The mercenaries were no longer attackers; they were wheat before a cosmic scythe.
"Move! Get around her!" a Core Formation captain yelled, swinging a fire-infused halberd.
Yin Yue's fifth arm thrust the Trident of Gravity toward him. The captain didn't even get to swing. The air in front of him suddenly became a hundred times heavier. He was slammed into the marble floor by an invisible fist of gravitational force, his armor flattening against his skin before his internal organs burst under the pressure.
In the span of five minutes, the garden was a lake of red. Yin Yue moved through the crowd with the fluid, multi-tasking precision of a machine. While two arms blocked incoming strikes with the Axe and Vajra, three others were busy sniping targets at the perimeter with the Bow and Chakram.
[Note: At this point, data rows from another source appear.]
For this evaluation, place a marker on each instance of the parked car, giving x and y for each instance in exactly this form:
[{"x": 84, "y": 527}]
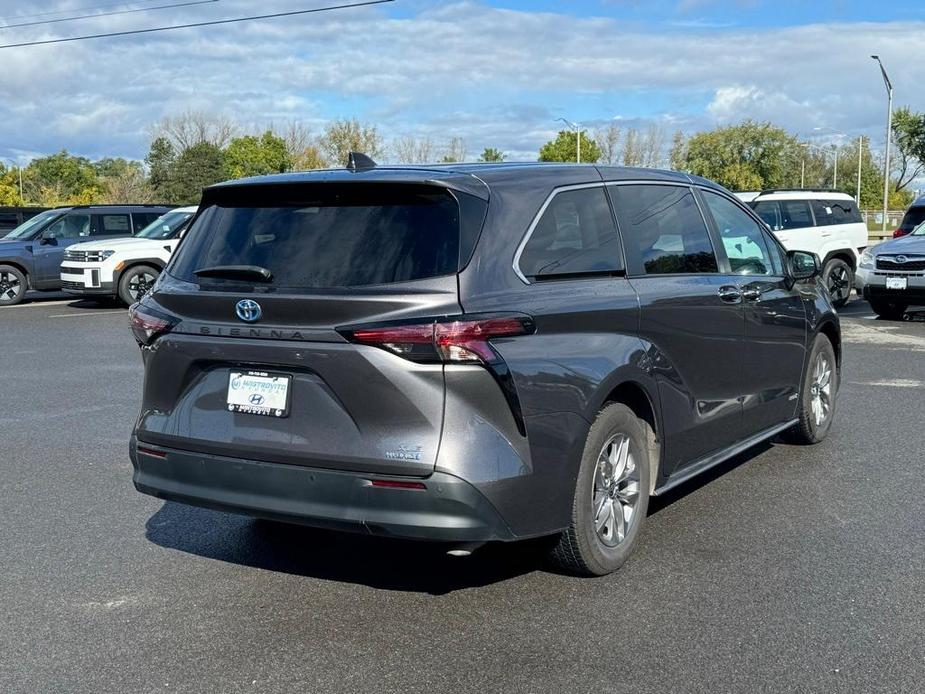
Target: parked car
[
  {"x": 825, "y": 222},
  {"x": 124, "y": 268},
  {"x": 12, "y": 217},
  {"x": 914, "y": 216},
  {"x": 891, "y": 275},
  {"x": 472, "y": 353},
  {"x": 31, "y": 254}
]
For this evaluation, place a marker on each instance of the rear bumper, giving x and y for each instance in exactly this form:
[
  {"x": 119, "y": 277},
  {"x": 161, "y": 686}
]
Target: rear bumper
[{"x": 448, "y": 509}]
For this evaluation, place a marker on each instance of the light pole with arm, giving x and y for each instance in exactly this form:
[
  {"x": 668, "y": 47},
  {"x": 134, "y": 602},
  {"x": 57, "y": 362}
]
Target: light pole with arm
[
  {"x": 577, "y": 128},
  {"x": 889, "y": 132}
]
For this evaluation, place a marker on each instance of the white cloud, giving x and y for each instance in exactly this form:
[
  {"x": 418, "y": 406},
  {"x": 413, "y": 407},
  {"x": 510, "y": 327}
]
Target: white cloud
[{"x": 495, "y": 77}]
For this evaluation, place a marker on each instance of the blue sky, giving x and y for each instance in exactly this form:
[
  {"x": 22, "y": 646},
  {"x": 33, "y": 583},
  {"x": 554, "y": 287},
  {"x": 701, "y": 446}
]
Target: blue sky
[{"x": 496, "y": 73}]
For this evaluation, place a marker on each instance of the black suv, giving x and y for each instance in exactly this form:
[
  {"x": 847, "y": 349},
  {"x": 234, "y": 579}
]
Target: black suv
[
  {"x": 474, "y": 352},
  {"x": 31, "y": 254}
]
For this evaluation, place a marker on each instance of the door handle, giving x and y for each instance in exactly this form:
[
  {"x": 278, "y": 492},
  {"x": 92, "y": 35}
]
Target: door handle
[{"x": 730, "y": 294}]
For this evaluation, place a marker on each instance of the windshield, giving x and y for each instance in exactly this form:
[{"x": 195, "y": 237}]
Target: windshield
[
  {"x": 165, "y": 227},
  {"x": 26, "y": 228}
]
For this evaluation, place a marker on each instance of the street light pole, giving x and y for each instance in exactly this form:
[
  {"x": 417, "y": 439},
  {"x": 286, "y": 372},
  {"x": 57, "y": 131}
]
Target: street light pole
[{"x": 889, "y": 132}]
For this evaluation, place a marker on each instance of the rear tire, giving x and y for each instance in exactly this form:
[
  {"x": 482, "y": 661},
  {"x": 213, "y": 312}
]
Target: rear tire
[
  {"x": 136, "y": 282},
  {"x": 817, "y": 396},
  {"x": 611, "y": 496},
  {"x": 839, "y": 279},
  {"x": 13, "y": 285},
  {"x": 890, "y": 310}
]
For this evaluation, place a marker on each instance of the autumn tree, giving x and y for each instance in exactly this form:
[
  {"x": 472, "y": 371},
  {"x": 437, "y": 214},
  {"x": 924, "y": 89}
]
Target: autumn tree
[{"x": 565, "y": 148}]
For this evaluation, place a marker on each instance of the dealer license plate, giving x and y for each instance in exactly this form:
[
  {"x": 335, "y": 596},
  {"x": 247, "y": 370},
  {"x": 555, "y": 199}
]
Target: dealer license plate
[{"x": 259, "y": 392}]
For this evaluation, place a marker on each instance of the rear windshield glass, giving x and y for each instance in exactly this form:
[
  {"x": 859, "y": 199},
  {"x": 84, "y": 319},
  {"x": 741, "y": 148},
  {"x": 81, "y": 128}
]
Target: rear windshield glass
[{"x": 328, "y": 236}]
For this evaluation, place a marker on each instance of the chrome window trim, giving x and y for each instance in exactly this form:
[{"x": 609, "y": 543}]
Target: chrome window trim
[{"x": 536, "y": 220}]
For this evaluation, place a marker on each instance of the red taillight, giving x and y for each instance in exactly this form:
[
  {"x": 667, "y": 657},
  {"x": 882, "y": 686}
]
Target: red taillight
[
  {"x": 454, "y": 341},
  {"x": 148, "y": 324}
]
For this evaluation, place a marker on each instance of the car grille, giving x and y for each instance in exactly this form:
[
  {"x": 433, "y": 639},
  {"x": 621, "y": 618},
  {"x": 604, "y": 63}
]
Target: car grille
[
  {"x": 911, "y": 264},
  {"x": 83, "y": 256}
]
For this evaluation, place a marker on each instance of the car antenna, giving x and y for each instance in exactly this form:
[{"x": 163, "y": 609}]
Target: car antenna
[{"x": 357, "y": 161}]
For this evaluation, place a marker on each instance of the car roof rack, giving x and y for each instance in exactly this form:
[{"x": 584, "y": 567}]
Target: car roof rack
[{"x": 800, "y": 190}]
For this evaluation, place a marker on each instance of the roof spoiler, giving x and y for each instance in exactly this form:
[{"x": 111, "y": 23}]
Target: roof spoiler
[{"x": 357, "y": 161}]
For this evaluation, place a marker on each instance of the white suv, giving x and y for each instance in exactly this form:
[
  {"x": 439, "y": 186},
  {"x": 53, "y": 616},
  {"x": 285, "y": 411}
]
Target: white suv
[
  {"x": 126, "y": 268},
  {"x": 827, "y": 223}
]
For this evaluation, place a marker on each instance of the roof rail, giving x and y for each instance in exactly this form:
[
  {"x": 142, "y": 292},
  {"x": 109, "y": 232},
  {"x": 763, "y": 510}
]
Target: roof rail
[{"x": 801, "y": 190}]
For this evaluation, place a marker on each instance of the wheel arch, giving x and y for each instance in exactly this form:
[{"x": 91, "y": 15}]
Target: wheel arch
[
  {"x": 22, "y": 268},
  {"x": 637, "y": 397}
]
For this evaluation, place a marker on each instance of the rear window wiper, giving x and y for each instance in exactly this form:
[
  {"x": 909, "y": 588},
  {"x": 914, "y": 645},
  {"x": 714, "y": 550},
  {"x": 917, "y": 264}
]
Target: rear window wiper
[{"x": 236, "y": 272}]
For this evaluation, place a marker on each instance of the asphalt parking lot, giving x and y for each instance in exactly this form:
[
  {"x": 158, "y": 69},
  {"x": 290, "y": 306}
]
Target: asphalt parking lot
[{"x": 788, "y": 569}]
The Chakram of Entropy was particularly gruesome. Thrown into the densest part of the crowd, it didn't just cut; it decayed. Every man it touched felt their vitality drained instantly, their skin turning grey and brittle as they crumbled into dust before the blade even moved on to its next victim.
Ten minutes.
That was all it took for the her to systematically dismantle the hundred mercenaries Yuan Mo had brought.
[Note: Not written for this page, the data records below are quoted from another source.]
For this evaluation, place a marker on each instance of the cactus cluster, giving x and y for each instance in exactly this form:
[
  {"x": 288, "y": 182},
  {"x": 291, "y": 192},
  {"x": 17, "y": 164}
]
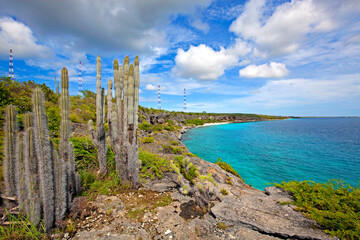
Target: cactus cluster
[
  {"x": 98, "y": 136},
  {"x": 122, "y": 120},
  {"x": 43, "y": 180}
]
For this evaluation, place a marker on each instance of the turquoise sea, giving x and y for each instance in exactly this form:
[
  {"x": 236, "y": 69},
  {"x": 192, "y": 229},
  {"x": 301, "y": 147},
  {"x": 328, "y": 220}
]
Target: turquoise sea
[{"x": 317, "y": 149}]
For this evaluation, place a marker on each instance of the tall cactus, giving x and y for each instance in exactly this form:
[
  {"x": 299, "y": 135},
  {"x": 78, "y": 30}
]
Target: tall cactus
[
  {"x": 109, "y": 102},
  {"x": 44, "y": 155},
  {"x": 65, "y": 123},
  {"x": 124, "y": 134},
  {"x": 20, "y": 171},
  {"x": 33, "y": 201},
  {"x": 60, "y": 180},
  {"x": 10, "y": 151},
  {"x": 99, "y": 138},
  {"x": 57, "y": 87}
]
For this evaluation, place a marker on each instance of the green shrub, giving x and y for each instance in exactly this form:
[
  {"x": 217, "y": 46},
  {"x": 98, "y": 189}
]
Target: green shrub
[
  {"x": 224, "y": 191},
  {"x": 169, "y": 128},
  {"x": 20, "y": 228},
  {"x": 167, "y": 148},
  {"x": 194, "y": 121},
  {"x": 85, "y": 153},
  {"x": 187, "y": 169},
  {"x": 74, "y": 118},
  {"x": 148, "y": 140},
  {"x": 144, "y": 126},
  {"x": 156, "y": 127},
  {"x": 174, "y": 143},
  {"x": 152, "y": 164},
  {"x": 227, "y": 167},
  {"x": 176, "y": 150},
  {"x": 334, "y": 205},
  {"x": 100, "y": 185}
]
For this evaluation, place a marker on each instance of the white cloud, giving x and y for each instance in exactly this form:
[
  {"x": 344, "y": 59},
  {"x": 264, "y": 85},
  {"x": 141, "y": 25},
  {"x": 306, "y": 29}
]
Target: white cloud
[
  {"x": 150, "y": 87},
  {"x": 19, "y": 37},
  {"x": 200, "y": 25},
  {"x": 272, "y": 70},
  {"x": 112, "y": 26},
  {"x": 286, "y": 28},
  {"x": 204, "y": 63},
  {"x": 296, "y": 92}
]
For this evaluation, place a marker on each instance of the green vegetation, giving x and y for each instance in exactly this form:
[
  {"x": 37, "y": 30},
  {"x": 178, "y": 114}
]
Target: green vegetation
[
  {"x": 85, "y": 153},
  {"x": 144, "y": 126},
  {"x": 171, "y": 149},
  {"x": 227, "y": 167},
  {"x": 148, "y": 140},
  {"x": 222, "y": 226},
  {"x": 224, "y": 191},
  {"x": 194, "y": 121},
  {"x": 21, "y": 228},
  {"x": 152, "y": 164},
  {"x": 334, "y": 205},
  {"x": 187, "y": 169},
  {"x": 94, "y": 185}
]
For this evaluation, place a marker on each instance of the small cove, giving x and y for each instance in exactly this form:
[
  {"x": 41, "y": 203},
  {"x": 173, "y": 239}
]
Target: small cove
[{"x": 317, "y": 149}]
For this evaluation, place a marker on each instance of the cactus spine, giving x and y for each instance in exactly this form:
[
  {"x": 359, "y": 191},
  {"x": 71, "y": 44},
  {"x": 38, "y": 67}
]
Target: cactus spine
[
  {"x": 124, "y": 132},
  {"x": 57, "y": 87},
  {"x": 43, "y": 153},
  {"x": 33, "y": 169},
  {"x": 9, "y": 152},
  {"x": 99, "y": 136},
  {"x": 109, "y": 102},
  {"x": 33, "y": 202}
]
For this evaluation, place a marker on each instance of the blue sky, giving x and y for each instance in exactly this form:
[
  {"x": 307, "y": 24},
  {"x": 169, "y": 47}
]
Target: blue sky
[{"x": 298, "y": 58}]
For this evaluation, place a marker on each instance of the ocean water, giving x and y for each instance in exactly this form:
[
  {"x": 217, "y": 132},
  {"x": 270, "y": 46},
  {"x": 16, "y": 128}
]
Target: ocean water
[{"x": 317, "y": 149}]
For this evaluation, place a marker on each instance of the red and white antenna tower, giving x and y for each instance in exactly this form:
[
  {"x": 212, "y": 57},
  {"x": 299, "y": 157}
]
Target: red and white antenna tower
[
  {"x": 159, "y": 99},
  {"x": 11, "y": 66},
  {"x": 184, "y": 99},
  {"x": 80, "y": 80}
]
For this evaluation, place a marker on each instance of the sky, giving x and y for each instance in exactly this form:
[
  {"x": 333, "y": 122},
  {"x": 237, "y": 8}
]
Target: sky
[{"x": 290, "y": 58}]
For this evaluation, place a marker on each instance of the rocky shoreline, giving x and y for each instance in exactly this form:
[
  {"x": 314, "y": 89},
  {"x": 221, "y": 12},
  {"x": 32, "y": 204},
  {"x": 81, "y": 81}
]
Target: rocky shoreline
[{"x": 236, "y": 210}]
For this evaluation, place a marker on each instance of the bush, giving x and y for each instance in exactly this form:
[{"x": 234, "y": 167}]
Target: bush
[
  {"x": 156, "y": 127},
  {"x": 152, "y": 164},
  {"x": 187, "y": 169},
  {"x": 334, "y": 205},
  {"x": 144, "y": 126},
  {"x": 85, "y": 153},
  {"x": 148, "y": 140},
  {"x": 169, "y": 128},
  {"x": 194, "y": 121},
  {"x": 224, "y": 191},
  {"x": 20, "y": 228},
  {"x": 227, "y": 167}
]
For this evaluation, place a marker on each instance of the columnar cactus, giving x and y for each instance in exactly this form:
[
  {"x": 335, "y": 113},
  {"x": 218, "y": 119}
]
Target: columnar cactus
[
  {"x": 124, "y": 126},
  {"x": 65, "y": 123},
  {"x": 9, "y": 152},
  {"x": 57, "y": 87},
  {"x": 99, "y": 136},
  {"x": 61, "y": 191},
  {"x": 44, "y": 156},
  {"x": 20, "y": 170},
  {"x": 33, "y": 201},
  {"x": 43, "y": 181},
  {"x": 109, "y": 101}
]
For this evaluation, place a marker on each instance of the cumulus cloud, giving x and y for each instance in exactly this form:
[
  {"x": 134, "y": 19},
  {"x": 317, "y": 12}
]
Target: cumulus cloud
[
  {"x": 128, "y": 26},
  {"x": 150, "y": 87},
  {"x": 200, "y": 25},
  {"x": 286, "y": 28},
  {"x": 19, "y": 37},
  {"x": 295, "y": 92},
  {"x": 272, "y": 70},
  {"x": 204, "y": 63}
]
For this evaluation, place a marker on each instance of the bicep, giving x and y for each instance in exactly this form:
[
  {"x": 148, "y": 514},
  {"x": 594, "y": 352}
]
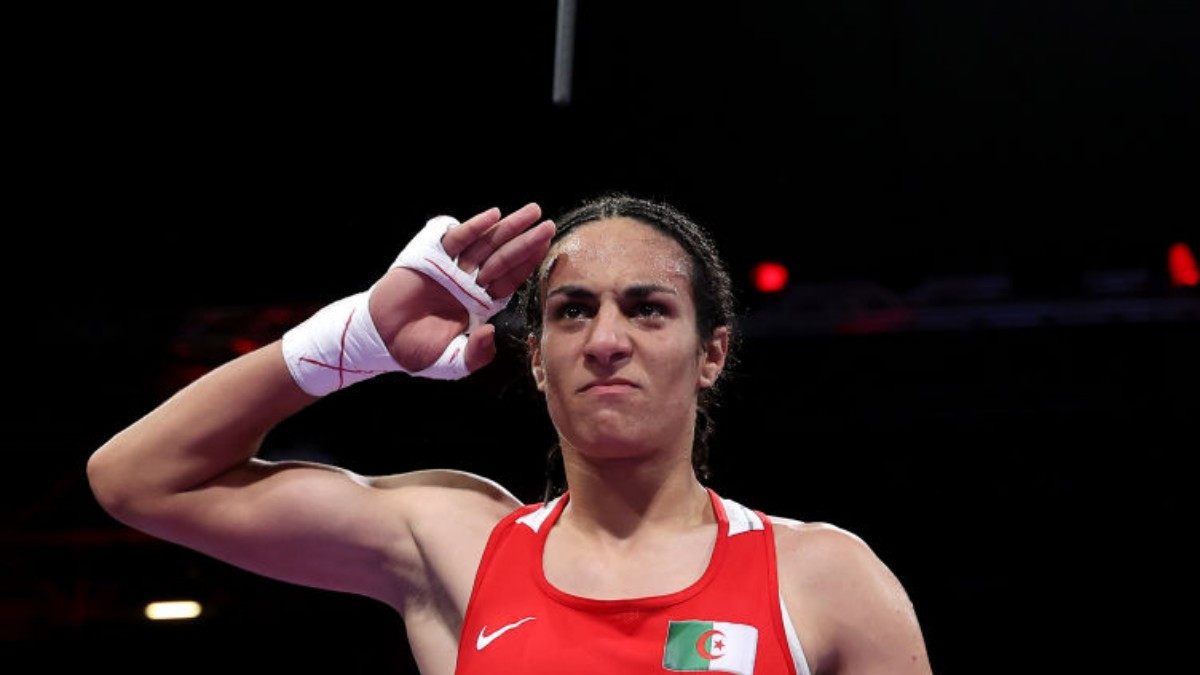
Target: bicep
[
  {"x": 853, "y": 605},
  {"x": 295, "y": 521}
]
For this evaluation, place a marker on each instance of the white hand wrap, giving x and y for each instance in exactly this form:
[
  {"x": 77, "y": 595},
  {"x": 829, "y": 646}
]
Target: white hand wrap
[
  {"x": 426, "y": 255},
  {"x": 340, "y": 345}
]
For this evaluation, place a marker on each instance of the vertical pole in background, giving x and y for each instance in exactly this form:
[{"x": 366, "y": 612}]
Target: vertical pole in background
[{"x": 564, "y": 52}]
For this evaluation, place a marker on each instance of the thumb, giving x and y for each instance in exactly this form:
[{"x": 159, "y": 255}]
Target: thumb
[{"x": 480, "y": 347}]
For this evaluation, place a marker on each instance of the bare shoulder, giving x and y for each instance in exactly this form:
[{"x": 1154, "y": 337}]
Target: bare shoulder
[
  {"x": 448, "y": 478},
  {"x": 851, "y": 611},
  {"x": 449, "y": 517},
  {"x": 817, "y": 548}
]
The garden was silent now, save for the crackling of the celestial fire and the wet, rhythmic thud of blood dripping from the pavilion's eaves. The white lilies were gone, replaced by a carpet of broken steel and cooling meat.
Yin Yue stood in the center of it all. She began to walk. Her footsteps were heavy, echoing against the silence. She was completely covered in blood—thick, dark, and steaming in the night air—but not a single drop was her own. It stained her white robes, turned her golden hair into a matted copper, and dripped from the tips of her ten divine weapons.
Yuan Mo was no longer standing. He had fallen onto his butt, his hands scrambling for purchase in the gory slush as he tried to crawl backward. His eyes were wide, his pupils dilated until they were almost entirely black. He let out indignant, high-pitched whimpers, his mind unable to reconcile the bubbly girl he knew with the ten-armed slaughterer approaching him.
"Stay back!" he screamed, his voice breaking into a sob. "Monster! Demon! You're a curse on this family! You're not Yin Yue! Get away from me!"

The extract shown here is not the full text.